Some test text!

Python

FAQ

API

Samples

Changelog

Guides

Python / Guides / SDF/COS object model

SDF / COS object model

Real-life PDF documents are much more complex than the "Hello World" PDF sample from the previous section. Streams in a PDF document can be compressed and encrypted, objects can form complex networks, and, in PDF 1.5, parts of the object graph can be compressed and embedded in so-called "object streams". All this makes manual editing of PDF documents extremely difficult — even impossible. The good news is that Apryse Systems released CosEdit — a graphical utility for browsing and editing PDFdocuments at the object level, offering unprecedented ease and control. Apryse SDK also provides a full SDF/COS level API making it very easy to read, write, and edit PDF and FDF at the atomic level. Furthermore, Apryse SDK also provides a high-level API for reading, writing, and editing PDF documents at the level of pages, bookmarks, graphical primitives, and so on.

SDF (Structured Document Format) and COS (Carousel Object System; Carousel was a codename for Acrobat 1.0) are synonyms for PDF low-level object model. SDF is the acronym used in Apryse SDK, whereas COS is a legacy word used in the Acrobat SDK.

In many ways, SDF is to PDF what XML and DOM are to SVG (Scalable Vector Graphics). The SDF/COS object system provides the low-level object type and file structure used in PDF documents. PDF documents are graphs of SDF objects. SDF objects can represent document components such as bookmarks, pages, fonts, and annotations, and so on.

PDF is not the only document format built on top of SDF/COS. FDF (Form Data Format) and PJTF (Portable Job Ticket Format) are also built on top of SDF/COS.

SDF.Obj

The SDF layer deals directly with the data that is in a PDF document. The data types are referred to as SDF objects. There are eight data types found in PDF documents. They are arrays, dictionaries, numbers, boolean values, names, strings, streams, and the null object. Apryse SDK implements these objects as shown in the following graph:

All objects ultimately derive from the Object class. Similarly, all SDF objects ultimately derive from the Obj class. Following the Composite design pattern, Obj implements each method found in its derived classes. Thus you can invoke a member function of any derived object through the base Obj interface. This object hierarchy is shown in the graph above.

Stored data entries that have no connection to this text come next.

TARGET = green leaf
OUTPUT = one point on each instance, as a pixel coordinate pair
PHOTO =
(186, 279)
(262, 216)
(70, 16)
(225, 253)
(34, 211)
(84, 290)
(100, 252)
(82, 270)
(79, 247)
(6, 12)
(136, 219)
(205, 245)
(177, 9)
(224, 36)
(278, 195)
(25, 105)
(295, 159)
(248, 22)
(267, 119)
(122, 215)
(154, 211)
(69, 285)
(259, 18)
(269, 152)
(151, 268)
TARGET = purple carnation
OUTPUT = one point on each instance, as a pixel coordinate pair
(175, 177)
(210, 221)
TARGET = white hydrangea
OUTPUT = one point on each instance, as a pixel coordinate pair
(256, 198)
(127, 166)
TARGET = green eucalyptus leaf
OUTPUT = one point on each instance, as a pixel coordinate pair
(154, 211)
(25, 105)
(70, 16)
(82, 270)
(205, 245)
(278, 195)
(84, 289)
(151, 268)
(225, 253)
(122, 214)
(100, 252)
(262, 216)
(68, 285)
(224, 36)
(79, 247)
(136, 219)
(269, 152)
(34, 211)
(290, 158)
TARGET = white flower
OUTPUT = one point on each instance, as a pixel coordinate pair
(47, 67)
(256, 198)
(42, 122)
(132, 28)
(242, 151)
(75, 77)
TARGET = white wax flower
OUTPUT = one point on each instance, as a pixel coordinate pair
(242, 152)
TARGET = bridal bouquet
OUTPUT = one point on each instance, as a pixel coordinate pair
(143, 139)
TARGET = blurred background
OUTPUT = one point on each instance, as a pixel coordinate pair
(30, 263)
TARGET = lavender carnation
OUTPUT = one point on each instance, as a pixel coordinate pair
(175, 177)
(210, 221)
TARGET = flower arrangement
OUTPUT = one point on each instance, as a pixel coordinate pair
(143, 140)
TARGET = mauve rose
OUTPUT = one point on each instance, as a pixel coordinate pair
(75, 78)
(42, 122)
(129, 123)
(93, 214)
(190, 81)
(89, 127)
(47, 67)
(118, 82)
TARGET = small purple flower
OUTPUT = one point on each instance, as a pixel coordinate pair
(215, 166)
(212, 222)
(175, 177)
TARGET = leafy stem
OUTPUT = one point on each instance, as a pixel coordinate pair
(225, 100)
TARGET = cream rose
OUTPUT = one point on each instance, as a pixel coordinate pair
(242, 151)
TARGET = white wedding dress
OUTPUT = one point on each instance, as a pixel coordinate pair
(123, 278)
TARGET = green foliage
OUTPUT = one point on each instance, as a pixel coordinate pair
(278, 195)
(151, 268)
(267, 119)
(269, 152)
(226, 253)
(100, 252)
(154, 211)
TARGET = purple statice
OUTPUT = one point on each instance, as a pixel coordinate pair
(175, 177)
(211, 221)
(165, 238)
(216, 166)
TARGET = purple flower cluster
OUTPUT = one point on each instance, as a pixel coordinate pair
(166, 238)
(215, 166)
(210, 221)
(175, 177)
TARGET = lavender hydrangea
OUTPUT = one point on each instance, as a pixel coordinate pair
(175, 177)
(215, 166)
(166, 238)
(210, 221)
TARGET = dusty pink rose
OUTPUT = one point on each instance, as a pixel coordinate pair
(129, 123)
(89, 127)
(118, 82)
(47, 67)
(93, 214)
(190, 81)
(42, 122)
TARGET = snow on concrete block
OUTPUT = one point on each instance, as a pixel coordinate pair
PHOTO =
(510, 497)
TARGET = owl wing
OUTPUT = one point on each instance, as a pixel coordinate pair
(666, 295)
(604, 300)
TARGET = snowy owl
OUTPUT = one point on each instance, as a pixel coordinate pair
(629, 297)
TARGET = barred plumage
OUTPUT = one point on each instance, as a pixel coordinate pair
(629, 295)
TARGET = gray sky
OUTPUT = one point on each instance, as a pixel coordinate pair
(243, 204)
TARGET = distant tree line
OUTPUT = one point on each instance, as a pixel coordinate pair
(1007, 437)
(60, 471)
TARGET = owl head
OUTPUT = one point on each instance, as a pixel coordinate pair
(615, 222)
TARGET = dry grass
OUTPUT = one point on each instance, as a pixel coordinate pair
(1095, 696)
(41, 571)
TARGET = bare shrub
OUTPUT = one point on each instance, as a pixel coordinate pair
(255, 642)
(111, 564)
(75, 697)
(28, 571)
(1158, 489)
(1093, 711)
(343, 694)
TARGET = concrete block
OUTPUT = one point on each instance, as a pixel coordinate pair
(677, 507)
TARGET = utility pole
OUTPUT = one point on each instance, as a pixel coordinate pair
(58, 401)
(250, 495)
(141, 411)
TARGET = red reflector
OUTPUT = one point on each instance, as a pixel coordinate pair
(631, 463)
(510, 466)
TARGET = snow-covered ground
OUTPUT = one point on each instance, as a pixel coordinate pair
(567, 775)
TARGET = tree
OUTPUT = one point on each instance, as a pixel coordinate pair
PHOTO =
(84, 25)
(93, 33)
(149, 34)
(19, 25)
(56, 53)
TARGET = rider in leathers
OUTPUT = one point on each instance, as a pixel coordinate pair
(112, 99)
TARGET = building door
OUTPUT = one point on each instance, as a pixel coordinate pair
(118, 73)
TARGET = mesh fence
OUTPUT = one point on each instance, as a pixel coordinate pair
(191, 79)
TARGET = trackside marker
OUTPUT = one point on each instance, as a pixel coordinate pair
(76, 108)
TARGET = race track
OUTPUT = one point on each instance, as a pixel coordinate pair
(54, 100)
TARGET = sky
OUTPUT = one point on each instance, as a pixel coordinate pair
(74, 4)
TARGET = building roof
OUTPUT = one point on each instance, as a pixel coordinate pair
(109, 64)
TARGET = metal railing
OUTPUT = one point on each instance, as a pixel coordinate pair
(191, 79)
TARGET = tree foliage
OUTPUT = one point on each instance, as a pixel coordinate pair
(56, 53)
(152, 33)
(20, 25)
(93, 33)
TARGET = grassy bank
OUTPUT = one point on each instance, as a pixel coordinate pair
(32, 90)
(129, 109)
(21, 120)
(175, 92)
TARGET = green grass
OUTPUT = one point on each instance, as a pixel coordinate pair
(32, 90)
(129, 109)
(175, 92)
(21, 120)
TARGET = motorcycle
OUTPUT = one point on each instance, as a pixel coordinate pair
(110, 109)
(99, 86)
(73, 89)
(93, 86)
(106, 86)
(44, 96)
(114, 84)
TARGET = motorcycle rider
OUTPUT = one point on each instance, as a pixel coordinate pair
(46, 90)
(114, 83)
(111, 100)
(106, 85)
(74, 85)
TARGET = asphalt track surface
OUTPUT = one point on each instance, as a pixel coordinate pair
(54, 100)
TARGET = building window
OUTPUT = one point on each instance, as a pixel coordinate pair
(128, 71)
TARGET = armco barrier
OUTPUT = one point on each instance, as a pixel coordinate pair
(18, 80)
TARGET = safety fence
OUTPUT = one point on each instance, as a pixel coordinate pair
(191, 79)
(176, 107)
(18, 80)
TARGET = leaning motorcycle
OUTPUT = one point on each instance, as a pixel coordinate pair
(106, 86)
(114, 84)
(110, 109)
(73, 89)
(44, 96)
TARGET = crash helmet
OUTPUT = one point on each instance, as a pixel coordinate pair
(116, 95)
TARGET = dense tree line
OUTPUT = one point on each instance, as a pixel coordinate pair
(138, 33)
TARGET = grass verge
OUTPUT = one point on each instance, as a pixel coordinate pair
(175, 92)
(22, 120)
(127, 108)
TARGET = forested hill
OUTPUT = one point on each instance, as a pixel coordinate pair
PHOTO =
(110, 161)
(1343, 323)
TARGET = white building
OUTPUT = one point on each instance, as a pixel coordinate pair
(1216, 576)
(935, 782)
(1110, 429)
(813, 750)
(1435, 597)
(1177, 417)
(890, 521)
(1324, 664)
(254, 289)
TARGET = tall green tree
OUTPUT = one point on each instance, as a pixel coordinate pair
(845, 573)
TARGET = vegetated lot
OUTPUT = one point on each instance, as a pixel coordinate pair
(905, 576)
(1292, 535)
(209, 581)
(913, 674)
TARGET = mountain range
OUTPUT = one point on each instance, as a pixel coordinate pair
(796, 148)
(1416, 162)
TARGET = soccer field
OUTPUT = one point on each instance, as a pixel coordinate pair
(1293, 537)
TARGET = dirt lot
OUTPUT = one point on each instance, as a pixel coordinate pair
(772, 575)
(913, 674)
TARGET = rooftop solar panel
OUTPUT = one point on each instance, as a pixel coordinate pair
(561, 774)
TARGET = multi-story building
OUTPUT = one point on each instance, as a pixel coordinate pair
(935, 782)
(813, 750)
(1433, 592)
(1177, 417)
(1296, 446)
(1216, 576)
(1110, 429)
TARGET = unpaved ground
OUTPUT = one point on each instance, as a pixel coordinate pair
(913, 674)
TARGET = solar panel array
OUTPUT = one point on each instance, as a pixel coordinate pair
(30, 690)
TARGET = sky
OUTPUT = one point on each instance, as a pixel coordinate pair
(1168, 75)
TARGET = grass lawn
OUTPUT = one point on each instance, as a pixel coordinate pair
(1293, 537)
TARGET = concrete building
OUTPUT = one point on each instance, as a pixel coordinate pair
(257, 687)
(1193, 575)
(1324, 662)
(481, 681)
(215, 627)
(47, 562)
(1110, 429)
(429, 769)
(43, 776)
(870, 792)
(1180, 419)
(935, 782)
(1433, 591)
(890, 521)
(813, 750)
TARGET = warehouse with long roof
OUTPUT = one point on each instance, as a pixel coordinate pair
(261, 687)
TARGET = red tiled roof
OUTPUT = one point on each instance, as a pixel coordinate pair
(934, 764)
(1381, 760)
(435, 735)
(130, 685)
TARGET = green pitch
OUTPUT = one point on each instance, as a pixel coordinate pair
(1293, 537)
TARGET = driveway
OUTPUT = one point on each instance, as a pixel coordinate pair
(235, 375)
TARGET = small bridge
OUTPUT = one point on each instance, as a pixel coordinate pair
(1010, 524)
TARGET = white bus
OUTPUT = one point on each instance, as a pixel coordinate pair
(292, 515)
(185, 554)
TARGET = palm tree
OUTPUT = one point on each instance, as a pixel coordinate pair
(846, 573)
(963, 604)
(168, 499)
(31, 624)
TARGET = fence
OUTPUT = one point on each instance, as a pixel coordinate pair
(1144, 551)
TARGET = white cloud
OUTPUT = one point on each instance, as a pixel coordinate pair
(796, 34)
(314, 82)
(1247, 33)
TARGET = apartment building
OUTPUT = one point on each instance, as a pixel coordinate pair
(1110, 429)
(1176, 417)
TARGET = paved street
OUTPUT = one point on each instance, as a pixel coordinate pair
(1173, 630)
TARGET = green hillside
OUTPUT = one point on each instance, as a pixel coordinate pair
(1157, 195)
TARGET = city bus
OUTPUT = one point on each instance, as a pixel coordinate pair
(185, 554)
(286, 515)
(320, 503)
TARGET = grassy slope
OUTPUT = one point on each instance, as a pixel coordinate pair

If a member function is not supported on a given object (e.g. if you are invoking obj.GetName() on a Bool object), an Exception will be thrown.

In order to find out type-information at run-time, use obj.GetType() or obj.Is_**type**_() methods (where type could be Array, Number, Bool, Str, Dict, or Stream). Usually, an object's type can be inferred from the PDF/FDF specification. For example, when you call doc.GetTrailer(), you can assume that the returned object is a dictionary object because this is mandated by PDF specification. If an object is not a dictionary, calling a dictionary method on it throws an exception. These semantics are important for stylistic reasons — since type casts and type checks are not required, you can keep your code efficient and elegant. In case there is an ambiguity in PDF/FDF specification, you can use GetType() or Is_**type**_() methods.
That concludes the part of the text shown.